Third homework for DACSS 603.
For recent data in Jacksonville, Florida, on y = selling price of home (in dollars), x1 = size of home (in square feet), and x2 = lot size (in square feet), the prediction equation is ŷ = −10,536 + 53.8x1 + 2.84x2.
## x1 = size of home in sq ft
## x2 = lot size in sq ft
options(scipen = 100)
hw1_int <- -10536
hw1_x1 <- 53.8
hw1_x2 <- 2.84
hw1a <- hw1_int + (hw1_x1 * 1240) + (hw1_x2 * 18000)
hw1a_resid <- 145000 - hw1a
t1 <- c(1240, 1241, 1242)
t2 <- c(hw1_int + (hw1_x1 * t1) + (hw1_x2 * 18000))
t12 <- data.frame(t1, t2)
table_t12 <- knitr::kable(t12)
The predicted selling price for this home is $107296 and the residual is $37704. In this case, the house was able to be sold for over $37,000 more than its predicted price
| t1 | t2 |
|---|---|
| 1240 | 107296.0 |
| 1241 | 107349.8 |
| 1242 | 107403.6 |
Using some the same parameters from the question above, where lot size is set at 18000 sq ft, and increasing the square footage by 1 from 1240, the increase in selling price is $53.80 (which is the value for x1)
53.8 / 2.84 ≈ 19.84 sq/ft
(Data file: salary in alr4 R package). The data file concerns salary and other characteristics of all faculty in a small Midwestern college collected in the early 1980s for presentation in legal proceedings for which discrimination against women in salary was at issue. All persons in the data hold tenured or tenure track positions; temporary faculty are not included. The variables include degree, a factor with levels PhD and MS; rank, a factor with levels Asst, Assoc, and Prof; sex, a factor with levels Male and Female; Year, years in current rank; ysdeg, years since highest degree, and salary, academic year salary in dollars.
library(alr4)
library(dplyr)
hw2 <- salary
#Gender Salary Tests
hw2_male_salary <- subset(hw2, hw2$sex == "Male", select = (c("salary")))
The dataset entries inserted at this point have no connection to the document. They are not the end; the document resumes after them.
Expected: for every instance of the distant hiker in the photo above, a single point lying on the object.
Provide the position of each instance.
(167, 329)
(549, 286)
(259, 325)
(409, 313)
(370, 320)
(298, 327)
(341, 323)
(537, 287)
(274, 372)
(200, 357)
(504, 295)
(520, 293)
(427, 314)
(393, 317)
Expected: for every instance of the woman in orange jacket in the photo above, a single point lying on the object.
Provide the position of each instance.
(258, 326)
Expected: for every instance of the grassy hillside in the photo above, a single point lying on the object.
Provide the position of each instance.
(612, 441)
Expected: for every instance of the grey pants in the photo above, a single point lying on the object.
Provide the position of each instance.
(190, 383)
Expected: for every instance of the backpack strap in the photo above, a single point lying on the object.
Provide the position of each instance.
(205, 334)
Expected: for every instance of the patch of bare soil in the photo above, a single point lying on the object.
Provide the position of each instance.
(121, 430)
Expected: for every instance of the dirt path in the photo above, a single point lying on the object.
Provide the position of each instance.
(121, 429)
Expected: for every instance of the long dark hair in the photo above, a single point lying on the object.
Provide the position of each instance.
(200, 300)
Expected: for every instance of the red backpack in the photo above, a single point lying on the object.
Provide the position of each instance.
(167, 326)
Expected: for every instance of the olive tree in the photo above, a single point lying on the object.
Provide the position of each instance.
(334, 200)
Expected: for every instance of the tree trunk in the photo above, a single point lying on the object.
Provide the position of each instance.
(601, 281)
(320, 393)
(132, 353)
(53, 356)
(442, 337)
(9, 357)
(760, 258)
hw2_female_salary <- subset(hw2, hw2$sex == "Female", select = (c("salary")))
hw2_saltest <- t.test(hw2_male_salary , hw2_female_salary)
#Multiple LM
hw2_lm <- lm(salary ~ degree + rank + sex + year + ysdeg, data = hw2)
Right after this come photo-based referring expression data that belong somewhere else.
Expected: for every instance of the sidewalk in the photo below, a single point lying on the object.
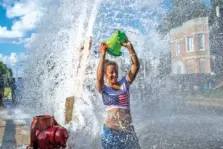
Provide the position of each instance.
(14, 131)
(209, 102)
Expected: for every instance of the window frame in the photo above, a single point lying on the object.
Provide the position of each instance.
(188, 47)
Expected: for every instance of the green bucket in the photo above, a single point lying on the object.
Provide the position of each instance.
(114, 43)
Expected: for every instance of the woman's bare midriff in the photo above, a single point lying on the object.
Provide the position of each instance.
(119, 119)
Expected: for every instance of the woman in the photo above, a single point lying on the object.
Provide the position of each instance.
(118, 131)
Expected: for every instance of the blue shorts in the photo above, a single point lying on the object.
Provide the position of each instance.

#Gender Confidence Interval
hw2_sex_ci <- confint(hw2_lm, 'sexFemale', level = 0.95)
c11 <- round(hw2_sex_ci[1], 4)
c12 <- round(hw2_sex_ci[2], 4)
#Coefficients Summary
hw2_lm_summary <- summary(hw2_lm)
#Level Change for Rank
hw2$rank <- relevel(hw2$rank, ref = "Assoc")
hw2_lm <- lm(salary ~ degree + rank + sex + year + ysdeg, data = hw2)
hw2_lm_summary <- summary(hw2_lm)
# Regression Without Rank
hw2_lm2 <- lm(salary ~ degree + + sex + year + ysdeg, data = hw2)
hw2_lm2_summary <- summary(hw2_lm2)
# Variable for employees tenured 15 years or less
hw2$rank <- relevel(hw2$rank, ref = "Asst")
hw2$ysdeg15 <- ifelse(hw2$ysdeg <= 15, 1, 0)
hw2_lm3 <- lm(salary ~ degree + sex + rank + ysdeg15, data = hw2)
hw2_lm3_summary <- summary(hw2_lm3)
Ho : The mean salaries between men and women equal each other
Ha : The mean salaries between men and women are not the same
Going only on the basis of gender, I conducted a T-Test using the salaries of the male and female employees. With a T statistic of 1.774438 on 21.591032 degrees of freedom, the p-value is 0.0900941, which does not allow me to reject the null hypothesis that the mean salaries between men and women are equal.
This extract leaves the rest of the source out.